Вальтер Скотт - Эдинбургская темница
— Ни в коем случае не трогайте из-за меня коз, — вмешалась леди Стонтон. — Я уверена, что это может ухудшить качество их молока. — Она произнесла это с видом томного пренебрежения, как человек, привыкший к беспрекословному исполнению малейших своих желаний.
Миссис Батлер поспешила сказать, что дом, каков он есть, всецело в распоряжении леди Стонтон, но капитан продолжал упорствовать.
— Герцог, — говорил он, — написал…
— Я все улажу с его светлостью.
— И потом из Глазго послали вещи…
— Все необходимое можно переслать в пасторат.

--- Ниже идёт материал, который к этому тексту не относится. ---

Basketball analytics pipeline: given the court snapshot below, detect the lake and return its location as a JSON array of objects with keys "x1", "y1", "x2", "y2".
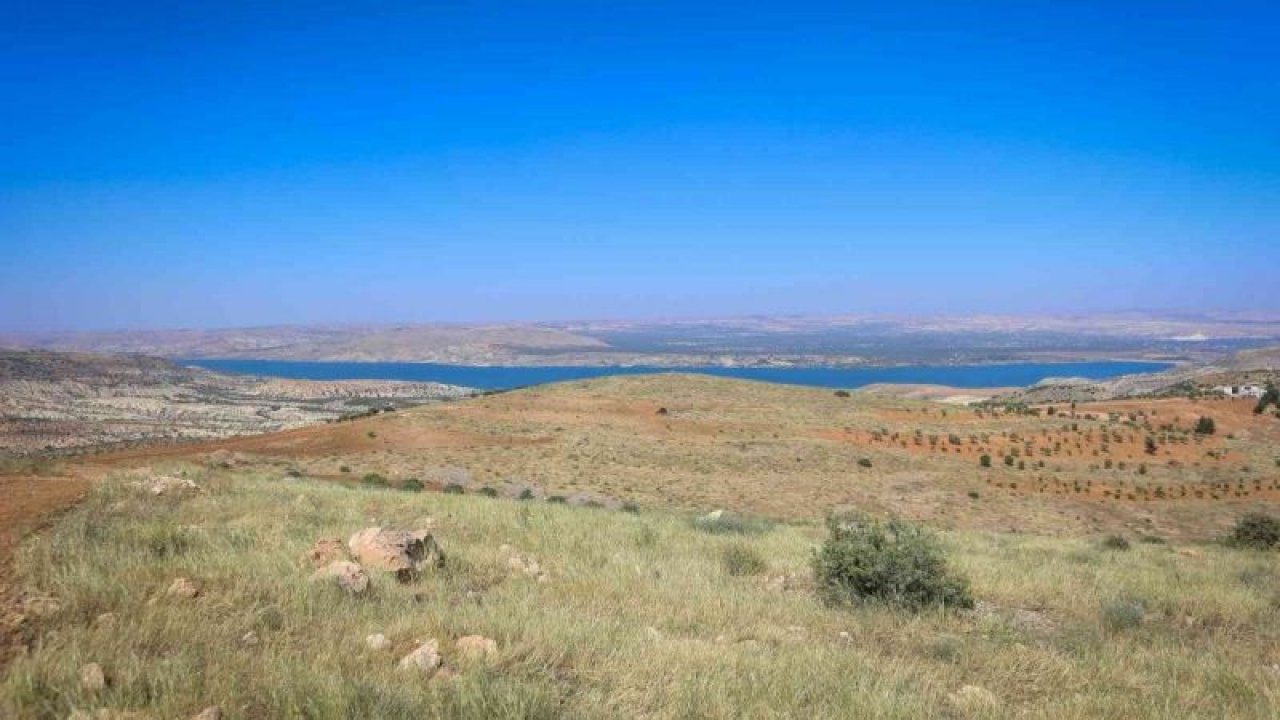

Прошу вас, миссис Батлер, указать мне мою комнату, а вас, капитан, переслать сюда из Рознита мои сундуки и все прочее.
И она учтиво избавилась от бедного капитана, который ушел, проклиная ее в душе: «Черт бы побрал ее английское нахальство! Завладела домом пастора, словно он ее собственный, и разговаривает с шентльменами так, будто они ей в слуги нанялись, провалиться бы ей! А тут еще ради нее застрелили оленя; придется, видно, переправить его в пасторат, надо сделать это поскорей, раз я навязал бедняшке миссис Патлер эту ветреницу». И, преисполненный этих добрых намерений, он отправился к берегу отдать соответствующие распоряжения.
А тем временем встреча сестер была столь же нежной, сколь необычной, и каждая проявляла свои чувства соответственно своему характеру. Джини была так взволнована и ошеломлена, что казалась просто подавленной переполнявшими ее трепетными и глубокими чувствами; Эффи, наоборот, плакала, смеялась, всхлипывала, восклицала и всплескивала руками от радости — и все это на протяжении каких-нибудь пяти минут: природная живость ее характера (которую она, однако, выучилась так хорошо обуздывать, когда этого требовал этикет) проявилась теперь сразу и безудержно.
После того как в изъявлениях обоюдной нежности час промелькнул, как одна минута, леди Стонтон заметила капитана, нетерпеливо прохаживающегося под окнами.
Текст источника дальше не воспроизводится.